Yesterday I blogged about how others look at our lives and they survey fruit. They see what type of results we are getting. They are trying to see if we walk the walk or if we just talk the talk.
I believe the same concept can be applied in friendships: you are supposed to see the fruit of a healthy friendship.
Take me for example, I try my best to be a good friend. My friends know I am not perfect but I do try to be consistent, true and encouraging.
The past 4 years have been a breeding ground for friendship theories. I learned all about toxic friends. I learned about the anatomy of friendships and how it needs investment, access and strong foundations. One thing I learned recently is how to let go when things haven't been working for a while. If a friendship is not producing fruit, I just let go.

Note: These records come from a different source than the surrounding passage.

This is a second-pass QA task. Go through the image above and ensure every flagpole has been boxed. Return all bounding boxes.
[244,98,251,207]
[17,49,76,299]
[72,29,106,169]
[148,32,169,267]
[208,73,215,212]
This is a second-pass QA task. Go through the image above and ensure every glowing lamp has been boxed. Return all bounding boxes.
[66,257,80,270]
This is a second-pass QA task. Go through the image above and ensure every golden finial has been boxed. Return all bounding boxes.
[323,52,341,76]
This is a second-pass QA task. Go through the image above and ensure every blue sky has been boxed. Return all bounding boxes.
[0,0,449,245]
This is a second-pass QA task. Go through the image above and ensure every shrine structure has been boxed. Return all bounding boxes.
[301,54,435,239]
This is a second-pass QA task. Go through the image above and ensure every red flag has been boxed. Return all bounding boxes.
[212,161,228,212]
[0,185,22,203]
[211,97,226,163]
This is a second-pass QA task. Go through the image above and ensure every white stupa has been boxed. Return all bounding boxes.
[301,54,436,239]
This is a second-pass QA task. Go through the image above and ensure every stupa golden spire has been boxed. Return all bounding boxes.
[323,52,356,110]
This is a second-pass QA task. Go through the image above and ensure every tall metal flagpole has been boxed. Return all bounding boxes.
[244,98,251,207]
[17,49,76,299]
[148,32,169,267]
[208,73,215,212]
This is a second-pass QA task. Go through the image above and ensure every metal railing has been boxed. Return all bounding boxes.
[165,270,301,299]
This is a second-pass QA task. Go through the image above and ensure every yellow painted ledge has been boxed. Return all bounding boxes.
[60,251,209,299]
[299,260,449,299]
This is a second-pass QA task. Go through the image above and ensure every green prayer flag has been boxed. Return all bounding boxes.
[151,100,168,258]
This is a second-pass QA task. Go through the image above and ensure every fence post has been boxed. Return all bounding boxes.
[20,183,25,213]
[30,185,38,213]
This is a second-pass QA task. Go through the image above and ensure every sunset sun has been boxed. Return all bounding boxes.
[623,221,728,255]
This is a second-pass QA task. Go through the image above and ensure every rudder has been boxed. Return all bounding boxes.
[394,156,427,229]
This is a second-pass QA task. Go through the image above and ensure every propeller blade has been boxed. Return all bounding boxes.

I can look back 4 years and measure how much effort I put into particular friendships. I can measure invitations to hang out, I can see my encouragement and the endeavor to make something good, greater. I can also measure the results I got. Friendships, like most relationships, are not inanimate. You are either progressing or regressing.
It's human nature to feel sad when I look back at 4 years of investment and find it lacking. Character breakthrough happens when I accept regress as a sign that I'm the one who needs to move on.
Do you wanna know something funny? The people that would be responsible for my 'sadness' are clueless about this whole thing. They are so wrapped up in their own lives (which is their right) that they can care less about my view of things.
I find this to be fuel for progress.
Stoic friendships are not a sign that the other friend is a bad person. This kinda thing just happen. Stoic friendships are a mile marker in the race of life. It says, "time to leave this person here and keep running your own race."
And running I did. Every stoic friendship I left behind opened doors for more significant, propelling people.
I no longer wasted time grieving a friendship gone stoic. I focused my energy on releasing that friend and leaving any regret where it belongs. I prayed and forgave, which opened spiritual doors of freedom. Once I had that clean slate, I was able to find the openness of heart to welcome new friends.
I am challenging you to survey your life for stoic friendships. You might not want to share this post with them because it will highly offend them. What I would instead is to think about all the effort you put into that relationship over the years. If the friendship is truly stoic, pray God's blessing over that person and move on to the more of God in the area of friendship.
Grieving a stoic friendship is not the best way to make room for new, faithful friends.
Remember, this is just a mile marker and you get to run on to a better season of friendships in your life.